Atente-se ao fato de que o Princípio da Proibição ao Retrocesso possui assento constitucional, derivando diretamente dos dispositivos que estabelecem o perfil do Estado Social e Democrático de Direito. Seu conteúdo prescritivo assegura a máxima eficácia e efetividade das normas definidoras de direitos fundamentais, especialmente aquelas que garantem a segurança jurídica e a confiança.
Por essas razões, conclui-se que esse princípio possui plena eficácia em matéria tributária, sendo vedada a modificação de entendimento jurisprudencial, anteriormente favorável, em prejuízo do contribuinte, nos casos em que não haja qualquer atividade legislativa que justifique essa mudança.
O terceiro aspecto a ser analisado diz respeito à discriminação tributária em razão da origem do produto, expressamente vedada pelo ordenamento tributário em relação ao ICMS (art. 152. da CF), mas igualmente aplicável ao IPI. Além disso, há uma afronta ao Princípio da Igualdade Tributária, previsto no art. 150, II, da Constituição Federal12.
Nesse quesito, não se pode argumentar que a possibilidade de creditamento do montante pago na etapa anterior mitiga ou elimina o excedente do imposto a ser pago pelo contribuinte. Isso porque o creditamento, por si só, não anula nem reduz a carga tributária adicional imposta ao comerciante-importador13.
Com razão, o valor da importação, sobre o qual incide o IPI no momento do desembaraço aduaneiro, não é idêntico ao valor da venda interna da mercadoria importada, que usualmente é maior em razão da aplicação de uma margem de lucro pelo comerciante-importador.

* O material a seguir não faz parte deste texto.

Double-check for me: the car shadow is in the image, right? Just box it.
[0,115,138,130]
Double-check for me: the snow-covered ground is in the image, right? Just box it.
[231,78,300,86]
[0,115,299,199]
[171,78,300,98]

O doutrinador Gabriel Lacerda Troianelli demonstra um exemplo prático desta sobrecarga tributária:
Com efeito, a diferença entre as cargas tributárias pode ser explicada mediante um exemplo bem simples. Suponhamos que a empresa A, comerciante, tenha adquirido, diretamente do fabricante, pelo preço de 100, determinado produto industrializado fabricado no País, incidindo sobre tal produto o IPI pela alíquota de 10%. Caso a empresa A revenda o produto adquirido para o consumidor final ao preço de 200, a carga total de IPI sobre tal produto será de 10, gerador pela única incidência do imposto na saída do estabelecimento do fabricante. suponhamos, agora, que outro comerciante, a empresa B, tenha importado, também pelo preço de 100, este mesmo produto. Caso a empresa B revenda o produto também pelo preço de 200, a carta total do IPI será de 20, pois: ao importar, pagará IPI de 10 no desembaraço aduaneiro, creditando-se deste mesmo montante; ao revender, usará o crédito 10 gerado pela importação para abater dos 20 (10% de 200) devidos na saída do estabelecimento, o que resultará em uma carga total de 20, relativa à soma dos impostos devidos (10 na importação e 20 na saída interna) subtraída do crédito apurado (10 na importação). Como se vê, a carga tributária de IPI incidente sobre o produto nacionalizado, importado pela empresa B, será de 20, portanto, DUAS VEZES maior do que a carga de IPI incidente sobre o produto nacional adquirido pela empresa A, que será de 10.14
Importa ressaltar que o desembaraço aduaneiro é o momento em que se tributa a atividade do importador com diversas exações relacionadas ao comércio exterior, tais como: II, IPI, ICMS, IOF, PIS, COFINS, AFRMM, CIDEs e a Taxa de Utilização do SISCOMEX.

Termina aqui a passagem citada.